There was a commotion at the front door. “Hey, what’s up?” said our friendly host as he ushered in a pair of new arrivals. I barely glanced up from the glass straight shooter I held to my lips and lit another rock pushed into in the opposite end. I held the medicinal-tasting smoke in my lungs and blew out a huge billow of it that expanded to the low ceiling. I felt the rush hit me, a sensation of a sudden drop in pressure while the hum of a ghost train ran through my ears. “Jesus Christ,” I muttered at the intensity of it. I stared blankly at the glowing TV in front of me, unable to comprehend what this strange electronic object was for a moment. I eventually focused enough to recognize it again as this thing called “television” and see that MTV was showing the latest video from the Seattle-based band Alice in Chains. As I looked past the set, I watched as the two arrivals were ushered toward the back of the house to do a little business. I recognized them as Alice in Chains singer Layne Staley and the band’s bass player Mike Starr. I looked at them and then looked at the TV. Weird. Here they were copping drugs, and on-screen, they were miming their latest hit single. It was an odd thing to see and it struck me as somehow unfair.
Everyone’s passing me by,
I thought bitterly. I shoved another rock into the pipe and took another hit.
Fuck it, man.
This was the same old resentment that I had felt after Thelonious Monster recorded
Beautiful Mess
and we went out on the road. The constant tours and endless one-night shows took a heavy toll on me, and the band was tired. We played badly, I thought, but we were still a vital live act. We were better than Candlebox or some of our Capitol Records label mates that we would tour with. I thought their shows were the equivalent of watching water freeze. They weren’t very fond of us, either. The bands with whom we were billed generally resented us for the chaos we brought as part of our package.

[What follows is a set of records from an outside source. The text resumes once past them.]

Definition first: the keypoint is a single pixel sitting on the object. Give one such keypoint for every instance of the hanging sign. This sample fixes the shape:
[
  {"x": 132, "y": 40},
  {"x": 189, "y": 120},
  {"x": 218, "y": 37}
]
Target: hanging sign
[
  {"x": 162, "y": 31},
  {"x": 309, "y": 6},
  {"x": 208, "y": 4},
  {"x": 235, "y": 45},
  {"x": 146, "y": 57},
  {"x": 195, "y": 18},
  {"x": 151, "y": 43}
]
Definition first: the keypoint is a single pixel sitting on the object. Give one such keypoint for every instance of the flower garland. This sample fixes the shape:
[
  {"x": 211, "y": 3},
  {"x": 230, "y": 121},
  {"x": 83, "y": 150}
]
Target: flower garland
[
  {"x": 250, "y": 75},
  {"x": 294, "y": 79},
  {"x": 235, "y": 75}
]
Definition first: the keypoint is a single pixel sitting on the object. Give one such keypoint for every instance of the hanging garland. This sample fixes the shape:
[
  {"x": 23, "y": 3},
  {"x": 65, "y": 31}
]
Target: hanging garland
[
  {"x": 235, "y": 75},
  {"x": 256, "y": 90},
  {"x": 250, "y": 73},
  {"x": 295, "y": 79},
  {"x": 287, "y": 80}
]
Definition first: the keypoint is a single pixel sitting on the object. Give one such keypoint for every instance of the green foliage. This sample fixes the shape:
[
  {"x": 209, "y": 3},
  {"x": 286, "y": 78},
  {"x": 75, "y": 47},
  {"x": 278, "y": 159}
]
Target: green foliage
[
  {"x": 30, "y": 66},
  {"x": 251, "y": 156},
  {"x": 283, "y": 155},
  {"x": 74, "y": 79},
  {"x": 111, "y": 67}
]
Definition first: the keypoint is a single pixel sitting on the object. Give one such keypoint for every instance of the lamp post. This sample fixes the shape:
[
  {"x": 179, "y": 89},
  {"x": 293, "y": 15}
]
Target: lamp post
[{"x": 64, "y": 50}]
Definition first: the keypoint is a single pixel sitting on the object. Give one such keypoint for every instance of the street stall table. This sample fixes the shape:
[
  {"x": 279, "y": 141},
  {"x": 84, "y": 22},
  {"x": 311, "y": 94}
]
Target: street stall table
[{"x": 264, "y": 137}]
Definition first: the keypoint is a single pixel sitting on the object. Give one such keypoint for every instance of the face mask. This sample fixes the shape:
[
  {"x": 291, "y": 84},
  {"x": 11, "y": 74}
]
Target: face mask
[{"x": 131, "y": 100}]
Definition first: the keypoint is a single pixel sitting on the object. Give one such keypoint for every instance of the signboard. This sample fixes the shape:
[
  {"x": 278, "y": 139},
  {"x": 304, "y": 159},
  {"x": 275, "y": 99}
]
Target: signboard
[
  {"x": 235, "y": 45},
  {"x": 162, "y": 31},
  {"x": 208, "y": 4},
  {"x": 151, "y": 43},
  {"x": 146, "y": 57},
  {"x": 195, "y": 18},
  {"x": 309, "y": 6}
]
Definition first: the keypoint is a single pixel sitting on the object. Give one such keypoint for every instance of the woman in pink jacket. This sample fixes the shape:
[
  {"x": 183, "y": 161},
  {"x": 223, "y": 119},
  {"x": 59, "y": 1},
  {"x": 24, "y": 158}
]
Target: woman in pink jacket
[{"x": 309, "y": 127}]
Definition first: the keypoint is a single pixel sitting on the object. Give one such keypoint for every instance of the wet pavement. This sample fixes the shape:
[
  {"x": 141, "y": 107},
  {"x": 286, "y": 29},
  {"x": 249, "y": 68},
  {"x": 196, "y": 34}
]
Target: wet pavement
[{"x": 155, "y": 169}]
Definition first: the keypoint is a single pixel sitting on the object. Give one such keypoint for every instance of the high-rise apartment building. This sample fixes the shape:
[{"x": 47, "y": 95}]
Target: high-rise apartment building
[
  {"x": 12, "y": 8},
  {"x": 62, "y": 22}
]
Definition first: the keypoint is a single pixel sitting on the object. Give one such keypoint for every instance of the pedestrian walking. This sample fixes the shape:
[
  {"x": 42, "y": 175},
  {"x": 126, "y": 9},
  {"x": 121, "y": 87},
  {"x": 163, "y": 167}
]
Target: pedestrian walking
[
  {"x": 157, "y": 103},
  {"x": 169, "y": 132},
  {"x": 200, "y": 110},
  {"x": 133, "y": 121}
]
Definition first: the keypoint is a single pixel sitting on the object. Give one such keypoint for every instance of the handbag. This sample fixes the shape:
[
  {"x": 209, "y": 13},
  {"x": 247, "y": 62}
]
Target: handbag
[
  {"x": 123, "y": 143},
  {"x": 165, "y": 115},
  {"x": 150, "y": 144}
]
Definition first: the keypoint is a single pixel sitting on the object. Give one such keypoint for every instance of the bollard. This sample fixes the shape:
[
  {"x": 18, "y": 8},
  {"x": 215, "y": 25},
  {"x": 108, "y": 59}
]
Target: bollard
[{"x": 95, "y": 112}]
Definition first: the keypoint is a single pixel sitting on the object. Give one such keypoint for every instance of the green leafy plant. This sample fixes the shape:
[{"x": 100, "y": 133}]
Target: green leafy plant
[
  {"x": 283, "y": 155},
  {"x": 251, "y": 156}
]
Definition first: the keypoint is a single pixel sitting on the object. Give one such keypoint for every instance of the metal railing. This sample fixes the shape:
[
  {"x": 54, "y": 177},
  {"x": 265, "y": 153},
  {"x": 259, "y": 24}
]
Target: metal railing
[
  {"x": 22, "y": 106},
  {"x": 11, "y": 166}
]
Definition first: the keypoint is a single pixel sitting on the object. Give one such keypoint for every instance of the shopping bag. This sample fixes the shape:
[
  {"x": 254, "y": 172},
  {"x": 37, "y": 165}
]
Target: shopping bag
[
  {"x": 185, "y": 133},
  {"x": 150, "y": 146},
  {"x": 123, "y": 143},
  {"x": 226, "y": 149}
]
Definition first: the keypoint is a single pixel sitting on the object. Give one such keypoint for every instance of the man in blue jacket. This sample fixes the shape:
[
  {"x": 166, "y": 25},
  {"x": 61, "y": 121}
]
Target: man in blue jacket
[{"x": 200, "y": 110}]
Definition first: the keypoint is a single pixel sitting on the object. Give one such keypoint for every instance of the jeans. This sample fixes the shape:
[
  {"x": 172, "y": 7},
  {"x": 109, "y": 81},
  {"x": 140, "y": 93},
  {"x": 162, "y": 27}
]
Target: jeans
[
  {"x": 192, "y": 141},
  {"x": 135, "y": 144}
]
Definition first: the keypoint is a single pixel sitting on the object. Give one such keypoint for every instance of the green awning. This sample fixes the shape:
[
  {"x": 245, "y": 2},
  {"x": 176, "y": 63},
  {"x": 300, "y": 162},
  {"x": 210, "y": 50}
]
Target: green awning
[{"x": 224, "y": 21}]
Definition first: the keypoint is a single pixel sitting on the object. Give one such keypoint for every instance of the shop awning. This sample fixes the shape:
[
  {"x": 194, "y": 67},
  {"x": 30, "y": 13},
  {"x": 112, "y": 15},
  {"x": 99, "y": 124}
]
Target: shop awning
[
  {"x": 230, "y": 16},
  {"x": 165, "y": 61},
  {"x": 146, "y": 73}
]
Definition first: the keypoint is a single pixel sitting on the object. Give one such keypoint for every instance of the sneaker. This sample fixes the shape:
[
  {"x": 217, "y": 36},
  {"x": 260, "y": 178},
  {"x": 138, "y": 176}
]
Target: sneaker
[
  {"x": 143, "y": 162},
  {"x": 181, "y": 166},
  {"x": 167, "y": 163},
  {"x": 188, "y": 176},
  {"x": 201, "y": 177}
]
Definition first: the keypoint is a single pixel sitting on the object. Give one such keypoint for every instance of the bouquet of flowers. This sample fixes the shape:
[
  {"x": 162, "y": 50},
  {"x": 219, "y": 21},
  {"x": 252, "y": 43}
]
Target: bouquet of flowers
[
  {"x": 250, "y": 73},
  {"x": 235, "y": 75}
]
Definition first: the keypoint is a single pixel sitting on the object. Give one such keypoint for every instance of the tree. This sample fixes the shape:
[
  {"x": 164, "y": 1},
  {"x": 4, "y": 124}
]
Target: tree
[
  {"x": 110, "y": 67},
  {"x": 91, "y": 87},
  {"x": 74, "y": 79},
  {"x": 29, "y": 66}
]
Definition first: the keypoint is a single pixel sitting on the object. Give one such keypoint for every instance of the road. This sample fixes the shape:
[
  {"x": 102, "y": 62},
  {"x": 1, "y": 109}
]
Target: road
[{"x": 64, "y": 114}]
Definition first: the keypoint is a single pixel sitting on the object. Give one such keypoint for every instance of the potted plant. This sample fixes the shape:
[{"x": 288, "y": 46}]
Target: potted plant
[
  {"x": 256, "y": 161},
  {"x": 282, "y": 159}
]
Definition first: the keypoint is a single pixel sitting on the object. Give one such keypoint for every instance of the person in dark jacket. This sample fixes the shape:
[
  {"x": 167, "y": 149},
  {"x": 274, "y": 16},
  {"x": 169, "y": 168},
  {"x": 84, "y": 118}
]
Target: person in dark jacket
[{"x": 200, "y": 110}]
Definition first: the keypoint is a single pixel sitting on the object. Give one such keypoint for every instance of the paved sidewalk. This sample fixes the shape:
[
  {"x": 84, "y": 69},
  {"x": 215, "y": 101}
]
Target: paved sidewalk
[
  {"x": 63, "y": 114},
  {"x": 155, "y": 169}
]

We were a hard act to follow. Most of them were scared to have us open for them. It got to the point where we’d just tour with bands that were friends of ours, like Soul Asylum and Hüsker Dü.
Beautiful Mess
didn’t spawn any American singles, but one of the songs, “Body and Soul?” caught on with European audiences and was a hit over there. While the song was in rotation on European MTV, we made a lot of appearances on the music network in Europe and here in America. But we couldn’t deliver the goods in any sort of sustainable way and we fell apart.